Finnish inventor (1844-1923

Henrika Wilhelmina (Mimmi) Bähr (nee Westerstrand) (October 15, 1844 – May 2, 1923) was a Finnish inventor and developer of calligraphy.

== Life and work ==
Bähr was born in Alavus (which was then part of Russia, now Finland) to Gustaf Erik Westerstrand and Anna Henrika Åberg.

She worked as a scribe of the Senate of Finland and archivist of the Finance Commission 1868–1904, as a scribe of the Finnish parliament and also the Diet, 1878–1906. From 1877 to 1923, she organized teaching courses in calligraphy and in 1885, she published calligraphy systems for schools.

Bähr is recognized as one of Finland's significant inventors.

Bähr was the best prose calligrapher of her time and a developer of the art of cursive writing. She was entrusted with the most important Finnish documents which had to be written cleanly and clearly. She was also tasked with a wide range of private addresses and writings, where the aim was to make the style as refined as possible.
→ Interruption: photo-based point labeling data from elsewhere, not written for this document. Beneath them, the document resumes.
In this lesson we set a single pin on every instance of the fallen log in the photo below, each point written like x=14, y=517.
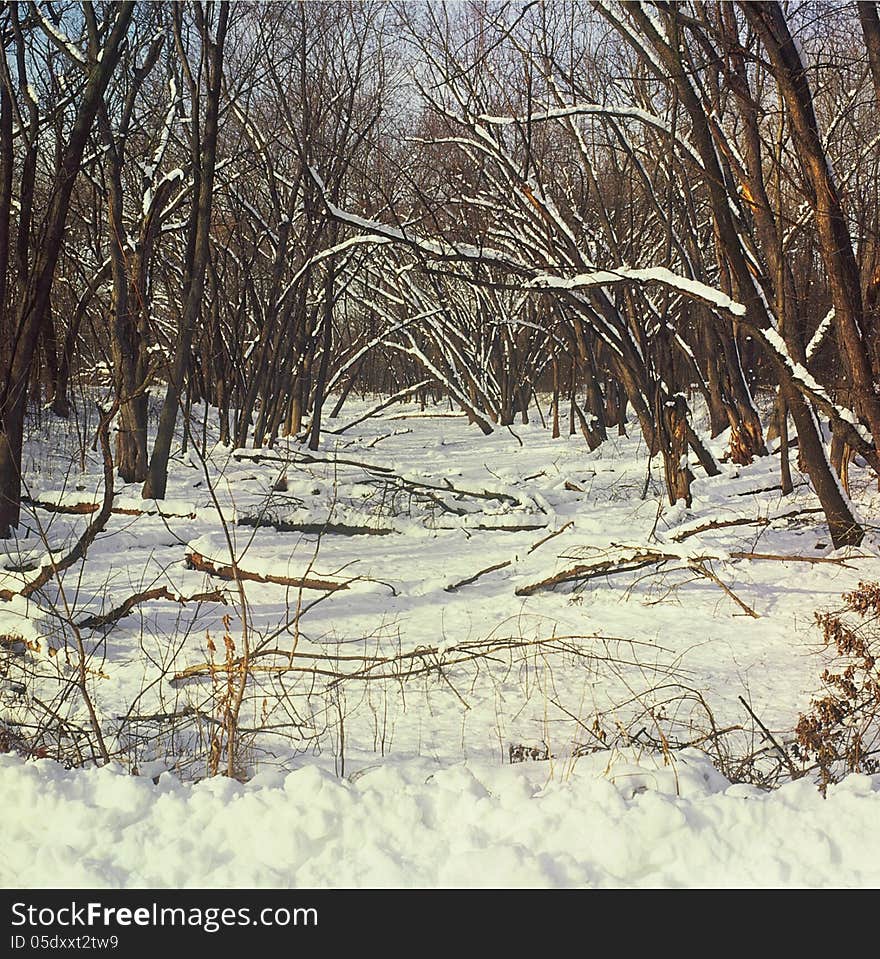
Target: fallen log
x=744, y=521
x=452, y=587
x=159, y=592
x=85, y=509
x=336, y=529
x=204, y=565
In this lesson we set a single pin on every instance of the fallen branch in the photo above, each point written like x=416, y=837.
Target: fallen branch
x=338, y=529
x=491, y=569
x=55, y=568
x=84, y=509
x=744, y=521
x=585, y=571
x=160, y=592
x=198, y=561
x=704, y=570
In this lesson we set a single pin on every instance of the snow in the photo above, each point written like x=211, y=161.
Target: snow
x=693, y=288
x=618, y=820
x=392, y=766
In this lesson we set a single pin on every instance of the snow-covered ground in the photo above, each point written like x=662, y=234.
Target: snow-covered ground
x=381, y=718
x=610, y=820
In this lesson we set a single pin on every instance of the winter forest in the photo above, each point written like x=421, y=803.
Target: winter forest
x=450, y=428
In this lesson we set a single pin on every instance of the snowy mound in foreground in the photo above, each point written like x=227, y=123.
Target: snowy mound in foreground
x=611, y=820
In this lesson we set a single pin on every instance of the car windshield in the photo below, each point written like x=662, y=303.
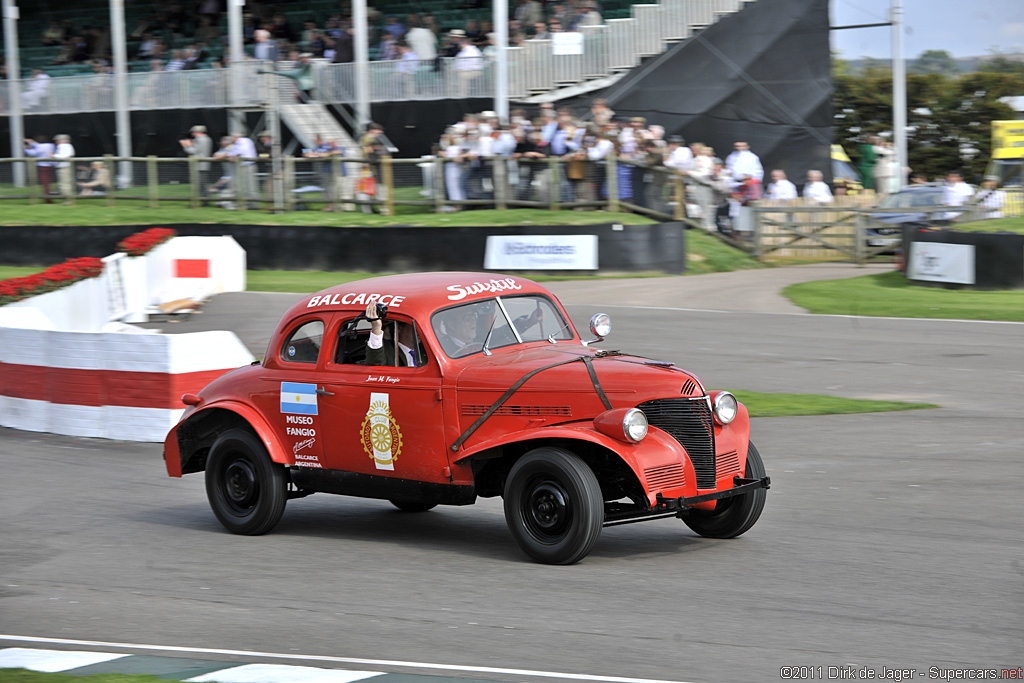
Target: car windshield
x=916, y=198
x=463, y=330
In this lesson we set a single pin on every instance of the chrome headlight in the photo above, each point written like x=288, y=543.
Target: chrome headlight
x=724, y=408
x=600, y=325
x=635, y=424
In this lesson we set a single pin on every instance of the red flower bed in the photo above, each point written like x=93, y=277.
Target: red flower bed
x=53, y=278
x=144, y=242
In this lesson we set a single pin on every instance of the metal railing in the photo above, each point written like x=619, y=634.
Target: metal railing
x=534, y=68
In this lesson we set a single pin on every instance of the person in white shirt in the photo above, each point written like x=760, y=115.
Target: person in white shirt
x=245, y=150
x=42, y=151
x=743, y=162
x=404, y=72
x=956, y=193
x=39, y=88
x=378, y=353
x=816, y=189
x=423, y=42
x=468, y=63
x=991, y=198
x=66, y=173
x=678, y=156
x=780, y=187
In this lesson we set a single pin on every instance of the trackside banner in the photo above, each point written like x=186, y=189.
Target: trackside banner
x=939, y=262
x=541, y=252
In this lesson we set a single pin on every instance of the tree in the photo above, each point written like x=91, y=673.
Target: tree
x=934, y=61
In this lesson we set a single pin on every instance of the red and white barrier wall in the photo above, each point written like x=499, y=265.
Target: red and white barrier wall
x=62, y=372
x=110, y=385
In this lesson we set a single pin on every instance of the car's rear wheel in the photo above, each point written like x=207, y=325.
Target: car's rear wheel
x=553, y=506
x=732, y=516
x=412, y=506
x=247, y=489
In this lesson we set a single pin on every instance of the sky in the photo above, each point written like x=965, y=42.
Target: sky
x=963, y=28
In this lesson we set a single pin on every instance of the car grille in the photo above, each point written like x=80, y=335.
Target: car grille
x=665, y=477
x=728, y=463
x=689, y=422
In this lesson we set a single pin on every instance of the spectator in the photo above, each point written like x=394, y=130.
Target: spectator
x=956, y=193
x=991, y=198
x=176, y=62
x=743, y=162
x=42, y=151
x=677, y=155
x=66, y=173
x=422, y=41
x=200, y=145
x=468, y=63
x=38, y=91
x=815, y=189
x=99, y=179
x=780, y=187
x=393, y=27
x=266, y=49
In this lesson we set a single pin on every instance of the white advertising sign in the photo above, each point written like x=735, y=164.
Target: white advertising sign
x=541, y=252
x=566, y=43
x=940, y=262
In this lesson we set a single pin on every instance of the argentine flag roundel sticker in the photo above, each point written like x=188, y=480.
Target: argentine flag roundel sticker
x=298, y=398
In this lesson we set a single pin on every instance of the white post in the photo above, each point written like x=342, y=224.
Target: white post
x=235, y=74
x=122, y=120
x=10, y=16
x=899, y=89
x=360, y=31
x=501, y=22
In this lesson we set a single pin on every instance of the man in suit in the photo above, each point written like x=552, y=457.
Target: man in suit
x=381, y=353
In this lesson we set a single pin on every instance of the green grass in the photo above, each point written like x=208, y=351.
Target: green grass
x=891, y=294
x=26, y=676
x=788, y=404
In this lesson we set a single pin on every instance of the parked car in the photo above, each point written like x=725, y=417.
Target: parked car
x=481, y=388
x=909, y=198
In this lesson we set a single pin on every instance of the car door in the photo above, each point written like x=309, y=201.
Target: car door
x=381, y=420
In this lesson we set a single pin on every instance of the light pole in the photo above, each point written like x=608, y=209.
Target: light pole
x=14, y=89
x=899, y=88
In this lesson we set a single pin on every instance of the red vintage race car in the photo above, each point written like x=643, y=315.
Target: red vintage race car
x=438, y=388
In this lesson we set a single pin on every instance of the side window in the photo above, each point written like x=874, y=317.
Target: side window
x=401, y=346
x=303, y=344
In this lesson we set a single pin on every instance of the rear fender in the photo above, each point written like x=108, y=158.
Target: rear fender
x=187, y=442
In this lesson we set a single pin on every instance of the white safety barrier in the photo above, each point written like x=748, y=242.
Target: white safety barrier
x=66, y=368
x=109, y=385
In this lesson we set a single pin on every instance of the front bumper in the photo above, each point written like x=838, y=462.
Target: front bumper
x=673, y=507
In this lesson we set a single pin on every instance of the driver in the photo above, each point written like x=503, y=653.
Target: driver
x=378, y=353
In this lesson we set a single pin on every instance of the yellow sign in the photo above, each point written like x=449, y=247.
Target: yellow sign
x=380, y=434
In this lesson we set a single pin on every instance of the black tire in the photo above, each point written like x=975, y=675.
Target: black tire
x=412, y=506
x=732, y=516
x=553, y=506
x=247, y=489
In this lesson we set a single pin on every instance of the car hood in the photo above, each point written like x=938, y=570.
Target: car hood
x=560, y=373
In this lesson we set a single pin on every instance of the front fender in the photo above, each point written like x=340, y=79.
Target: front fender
x=653, y=454
x=180, y=444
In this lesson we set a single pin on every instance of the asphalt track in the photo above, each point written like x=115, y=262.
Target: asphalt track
x=889, y=541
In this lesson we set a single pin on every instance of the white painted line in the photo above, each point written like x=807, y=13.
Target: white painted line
x=274, y=673
x=776, y=312
x=334, y=659
x=51, y=662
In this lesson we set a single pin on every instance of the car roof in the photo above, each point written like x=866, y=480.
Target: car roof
x=416, y=295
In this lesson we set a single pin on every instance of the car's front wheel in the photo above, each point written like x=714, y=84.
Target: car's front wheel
x=553, y=506
x=247, y=489
x=734, y=515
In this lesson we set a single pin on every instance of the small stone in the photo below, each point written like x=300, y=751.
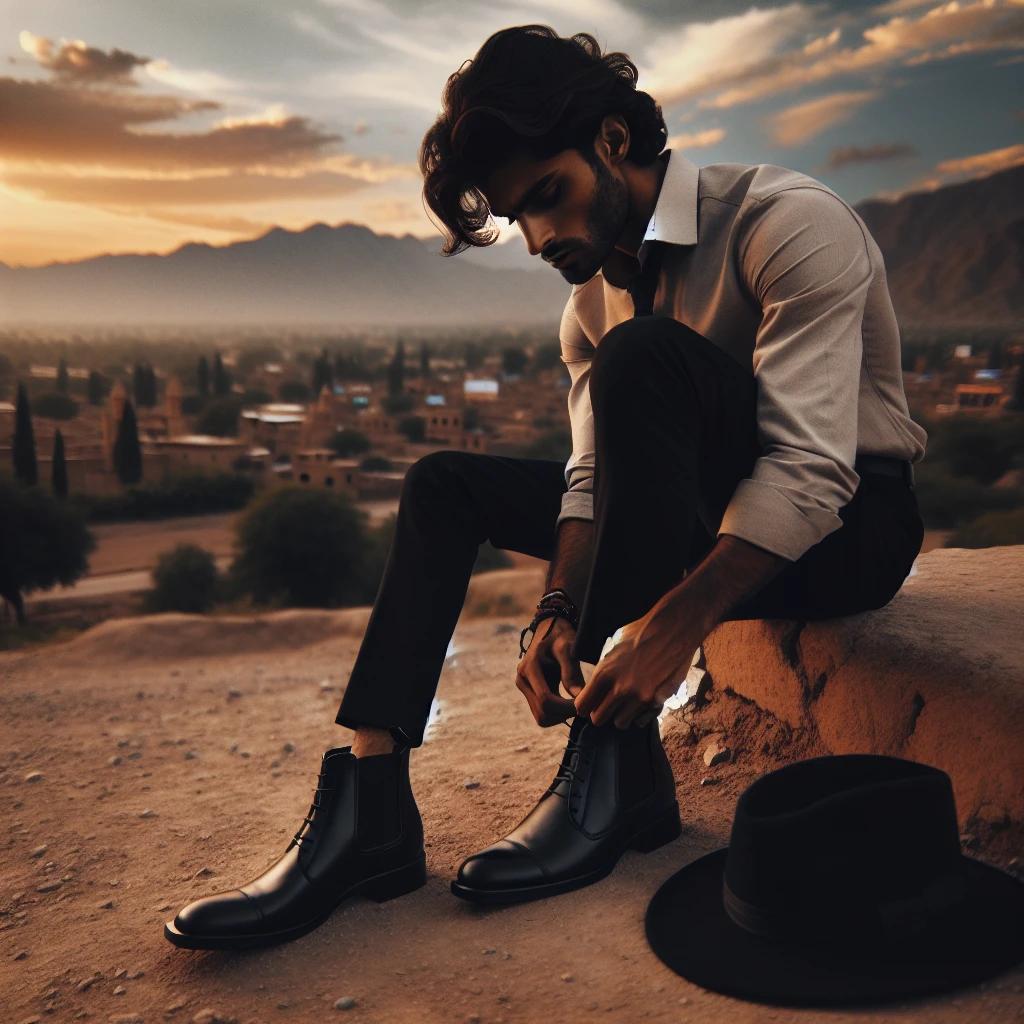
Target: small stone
x=716, y=753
Beginning in 1877, she gave courses in calligraphy and in 1885 she started publishing calligraphy systems for public and grammar schools. They were widely used in classrooms and for her work she received prizes. She also produced a wide range of supplementary writing aids that were necessary at the time, such as rulers, pencil erasers, letter and stamp moisteners, regular pencils and potting papers, which became popular.

Until 2015, the teaching of cursive writing was a requirement in Finnish schools.

She married the merchant Nikolai Edward Bähr (d. 1868) in 1864.